Sin embargo, esta propuesta topa con una segunda crisis de la paternidad, que no es económica sino moral. El relativismo y la falta de trascendencia tienden a socavar también la utilidad de la paternidad: sin metas ni caminos correctos, las decisiones del hijo son completamente independientes del padre. La indiferencia moral vacía de contenido la paternidad. Sin un ideal, el padre no tiene nada que transmitir. Él mismo puede vivir como le apetezca y su vida no aporta nada a la vida de sus hijos. No tiene nada que enseñar y nada que mostrar. No tiene que ser responsable porque no tiene ante quién responder. Entonces, los hombres pueden permanecer en la eterna adolescencia. Así, el carácter masculino se vuelve insustancial. El hombre es hombre para ser padre. La masculinidad es un servicio y el machito es la caricatura de una hombría sin finalidad y sentido. La masculinidad comprendida como algo patológico es una invención, pero tiene su razón de ser en una hombría vivida sin referencias y responsabilidades. Sin la dependencia moral y económica del padre, ¿para qué sirve un hombre?

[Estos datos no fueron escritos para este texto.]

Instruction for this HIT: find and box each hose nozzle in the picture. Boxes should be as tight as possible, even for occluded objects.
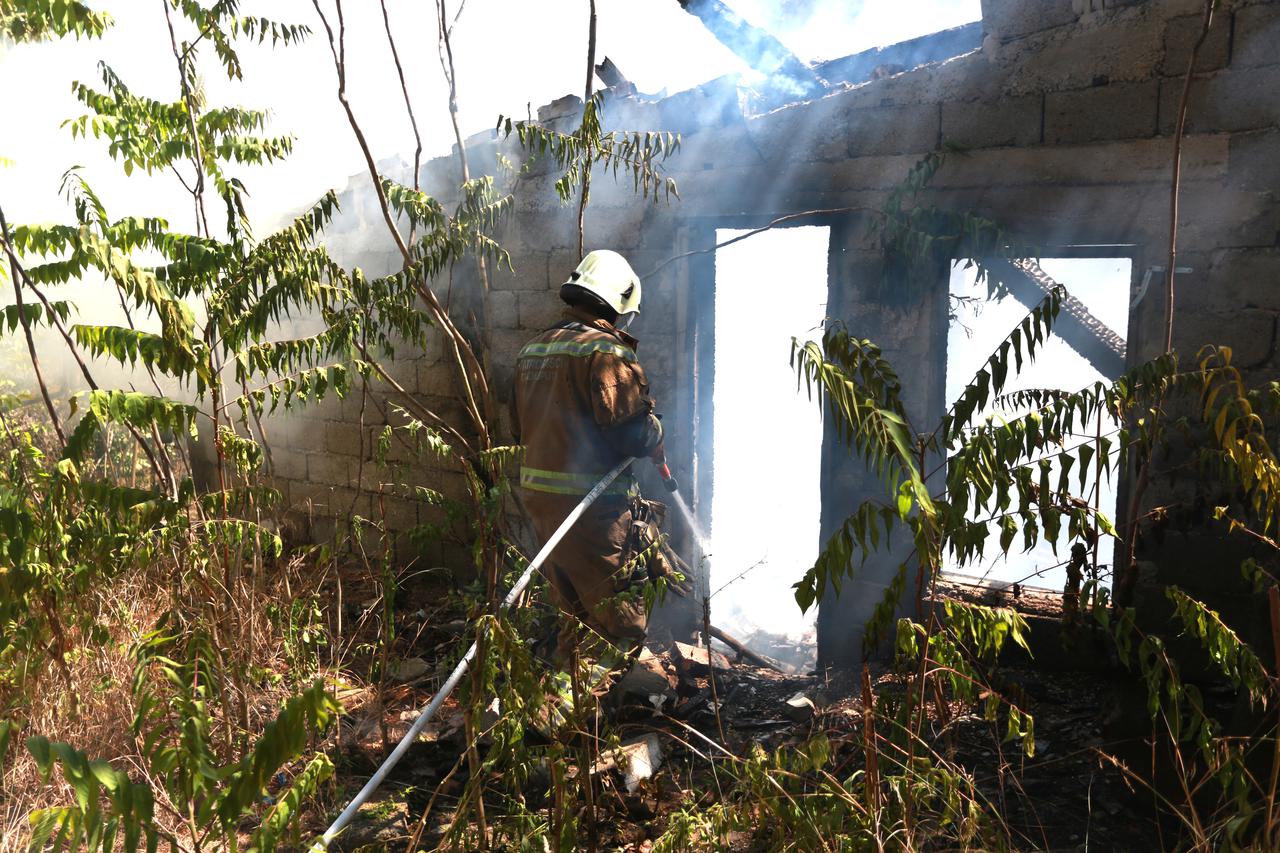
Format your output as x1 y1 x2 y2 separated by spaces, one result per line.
656 461 679 493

Quizá aquí de nuevo se tenga la tentación de volver la vista atrás y proponer una política de la nostalgia. Pero la historia no es reversible y la vida social no puede cambiarse sencillamente hacia atrás. ¿Cómo comprender el camino hacia delante en esta situación exacta?

Hace ya unos años, el psiquiatra M. Recalcati quiso recoger los restos de la paternidad en su libro ¿Qué queda del padre? (Linkgua, 2015). Es posible que desde un punto de vista cultural no queden ya propuestas y que las mismas vidas de los padres no sean un ejemplo de moralidad y coherencia. Ha desaparecido la ley pero sigue existiendo, dice él, la ley del deseo. En el maremágnum de opciones vitales y morales de la vida, queda aún un principio discriminador: el corazón humano sigue resintiéndose ante lo que le hace mal y ensanchándose ante lo que le ayuda a crecer. Ser padre consiste en tomar en serio el deseo del hijo y eso solo es posible cuando el padre es lo suficientemente hombre como para tomar en serio el propio deseo: solo si el hombre se obliga a salir del jugueteo adolescente para dar potestad legisladora a su corazón, sabrá mostrar a sus hijos el camino que conduce de la oscuridad a la luz. El corazón de un padre, con todas sus heridas, está llamado a ser el mapa del deseo de los hijos. En ese sentido, la hombría consiste en la determinación y el compromiso con el propio corazón.